Onikosi, who was studying an MA in global political economy, is facing deportation to Nigeria. He says the Home Office’s decision to send him back will cost him his life.

After moving to the UK to study in 2007, Onikosi was diagnosed with a chronic liver condition. He believes he will die if returned to Nigeria, where medical facilities are more limited.

“I was subsequently diagnosed with a chronic liver condition brought on by Hepatitis B. In Nigeria, there is not the medical infrastructure required to keep me alive. My battle to stay in the UK on medical grounds, in other words, is a fight to stay alive,” Onikosi told the Independent.

While in the UK, Onikosi lost both his brothers to the same illness and worries the same fate awaits him if he is forced to return to Nigeria.

“In 2011, and then 2012, my two brothers in Nigeria died of complications brought on by the same illness. The same fate now awaits me, unless the Home Office reverses its decision to refuse me leave to remain in the UK,” said Onikosi.

Students are angry at their university’s decision to revoke Onikosi’s student status, but the institution says it had no say in the matter.

“We are, and have always been, very sorry to know of Mr Onikosi’s illness. The status of Mr Onikosi’s visa is a directive from the Home Office and the university is not able to influence that decision in any way,” said a university spokesmen.

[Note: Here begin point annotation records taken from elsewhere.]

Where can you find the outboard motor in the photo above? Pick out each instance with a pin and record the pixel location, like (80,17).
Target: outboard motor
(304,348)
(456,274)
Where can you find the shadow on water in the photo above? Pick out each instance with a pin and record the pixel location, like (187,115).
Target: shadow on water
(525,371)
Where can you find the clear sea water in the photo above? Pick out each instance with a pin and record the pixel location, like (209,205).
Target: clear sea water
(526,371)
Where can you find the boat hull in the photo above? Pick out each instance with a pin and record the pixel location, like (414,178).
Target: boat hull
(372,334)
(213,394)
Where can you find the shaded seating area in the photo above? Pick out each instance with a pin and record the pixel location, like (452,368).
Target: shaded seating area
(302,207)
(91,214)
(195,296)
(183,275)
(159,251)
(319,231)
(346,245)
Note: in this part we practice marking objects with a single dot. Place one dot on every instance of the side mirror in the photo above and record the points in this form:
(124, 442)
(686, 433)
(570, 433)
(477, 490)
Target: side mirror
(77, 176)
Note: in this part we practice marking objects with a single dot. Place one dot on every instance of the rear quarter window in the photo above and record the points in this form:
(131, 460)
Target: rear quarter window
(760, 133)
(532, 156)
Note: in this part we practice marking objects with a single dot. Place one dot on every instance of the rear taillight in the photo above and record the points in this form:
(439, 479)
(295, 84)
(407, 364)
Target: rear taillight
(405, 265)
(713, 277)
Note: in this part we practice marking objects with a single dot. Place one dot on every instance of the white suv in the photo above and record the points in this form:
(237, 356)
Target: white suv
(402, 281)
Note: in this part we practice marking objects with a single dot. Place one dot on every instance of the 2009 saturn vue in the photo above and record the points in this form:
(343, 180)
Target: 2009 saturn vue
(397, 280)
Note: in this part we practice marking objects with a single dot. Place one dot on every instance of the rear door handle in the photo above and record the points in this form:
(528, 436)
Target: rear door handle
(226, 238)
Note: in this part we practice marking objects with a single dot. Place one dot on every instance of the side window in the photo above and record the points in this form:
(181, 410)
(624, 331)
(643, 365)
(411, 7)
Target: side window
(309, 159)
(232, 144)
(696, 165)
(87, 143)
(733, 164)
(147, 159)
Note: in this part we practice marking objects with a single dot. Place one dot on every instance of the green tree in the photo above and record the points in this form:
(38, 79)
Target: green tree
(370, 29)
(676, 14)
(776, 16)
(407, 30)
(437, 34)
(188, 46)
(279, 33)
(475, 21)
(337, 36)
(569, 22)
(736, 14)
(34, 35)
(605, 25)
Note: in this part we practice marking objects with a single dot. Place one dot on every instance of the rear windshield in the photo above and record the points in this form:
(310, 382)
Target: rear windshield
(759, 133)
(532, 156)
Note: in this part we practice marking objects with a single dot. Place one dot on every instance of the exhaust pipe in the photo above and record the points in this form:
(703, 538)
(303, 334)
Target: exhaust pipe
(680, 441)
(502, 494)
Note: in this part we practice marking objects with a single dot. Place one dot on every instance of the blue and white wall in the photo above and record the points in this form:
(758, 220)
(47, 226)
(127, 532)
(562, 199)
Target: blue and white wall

Campaigners seized the balcony of a university building to oppose the deportation, unfurling banners of support while chanting: “Luqman is here to stay, let’s deport Theresa May.”

“There isn’t really any medical doubt he would die through total organ failure without proper treatment. We just can’t believe the Home Office are doing this to him. We are outraged,” said a spokesperson for the student campaign.

A video of the moment the group stormed Bramber House was posted on twitter.

Onikosi feels the UK government has used him as a “cash cow” for his student fees and are showing little compassion after two appeals were rejected.

“If even my rights as a ‘cash cow’ are denied, what a dire situation it is.”

A Home Office spokesperson said: “The individual’s application was fully considered and has been through the appeal process. An independent immigration judge found that he has no right to remain in the UK.”